In (103) thru (107), a single bit is sufficient for the carry. However, I can't use the carry flag in the flags register on x86 because the multiplication instruction messes up the carry flag. If I could use mulx, then this wouldn't be a problem.

In any case, here is the optimized version in pseudo-assembly.

100: function R = <A, lA> × <B, lB>
101:    R += lA
102:    A += lA
103:    B += lB
104:    lA = -lA
105:    lB = -lB
106:    lB--
107:    lB++
108:    if (lB==0) return ;
109:    Hp= 0
110:    C= 0
111:    iA= lA
112:    iA--
113:    goto first_next
114: first:
115:    H:L= A[iA]*B[lB]
116:    C:R[iA]= L + Hp + C
117:    Hp= H
118: first_next:
119:    iA++
120:    if (iA!=0) goto first
121:    R[0]= Hp+C
122:    R++
123:    goto outer_next
124: outer:
125:    Hp= 0
126:    C= 0
127:    iA= lA
128:    iA--
129:    goto inner_next
130: inner:
131:      H:L= A[iA] * B[lB]
132:      C:R[iA]= R[iA] + L + Hp + C
133:      Hp= H
134: inner_next:
135:      iA++
136:      if (iA!=0) goto inner
137:    R[0]= Hp+C
138:    R++
139: outer_next:
140:    lB++
141:    if (lB!=0) goto outer
Notice that (121)..(123) is identical to (137)..(139).

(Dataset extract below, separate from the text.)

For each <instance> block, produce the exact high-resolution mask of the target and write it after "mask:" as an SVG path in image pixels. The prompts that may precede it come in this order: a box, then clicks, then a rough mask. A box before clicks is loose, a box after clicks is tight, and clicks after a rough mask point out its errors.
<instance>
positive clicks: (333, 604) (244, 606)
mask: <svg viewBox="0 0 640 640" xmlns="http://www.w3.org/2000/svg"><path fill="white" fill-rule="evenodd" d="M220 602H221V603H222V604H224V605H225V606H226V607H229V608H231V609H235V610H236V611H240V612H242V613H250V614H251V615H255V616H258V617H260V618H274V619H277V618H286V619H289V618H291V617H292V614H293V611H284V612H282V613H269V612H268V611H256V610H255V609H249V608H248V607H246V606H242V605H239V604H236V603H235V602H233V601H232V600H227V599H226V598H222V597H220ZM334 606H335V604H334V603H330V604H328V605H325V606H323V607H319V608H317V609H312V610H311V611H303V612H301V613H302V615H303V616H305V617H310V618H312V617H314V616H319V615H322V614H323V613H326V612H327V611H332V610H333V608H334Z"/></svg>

We can simply jump there from (121).
100: function R = <A, lA> × <B, lB>
101:    R += lA
102:    A += lA
103:    B += lB
104:    lA = -lA
105:    lB = -lB
106:    lB--
107:    lB++
108:    if (lB==0) return ;
109:    Hp= 0
110:    C= 0
111:    iA= lA
112:    iA--
113:    goto first_next
114: first:
115:    H:L= A[iA]*B[lB]
116:    C:R[iA]= L + Hp + C
117:    Hp= H
118: first_next:
119:    iA++
120:    if (iA!=0) goto first
121:    goto outer_continue
122: outer:
123:    Hp= 0
124:    C= 0
125:    iA= lA
126:    iA--
127:    goto inner_next
128: inner:
129:      H:L= A[iA] * B[lB]
130:      C:R[iA]= R[iA] + L + Hp + C
131:      Hp= H
132: inner_next:
133:      iA++
134:      if (iA!=0) goto inner
135: outer_continue:
136:    R[0]= Hp+C
137:    R++
138: outer_next:
139:    lB++
140:    if (lB!=0) goto outer
I tested this, but it has no effect whatsoever. Here is the comparison graph:

I tested with even input size at 1 million digits. There's still no difference. I will keep this as my × operator because it might have an effect on hardware with less cache.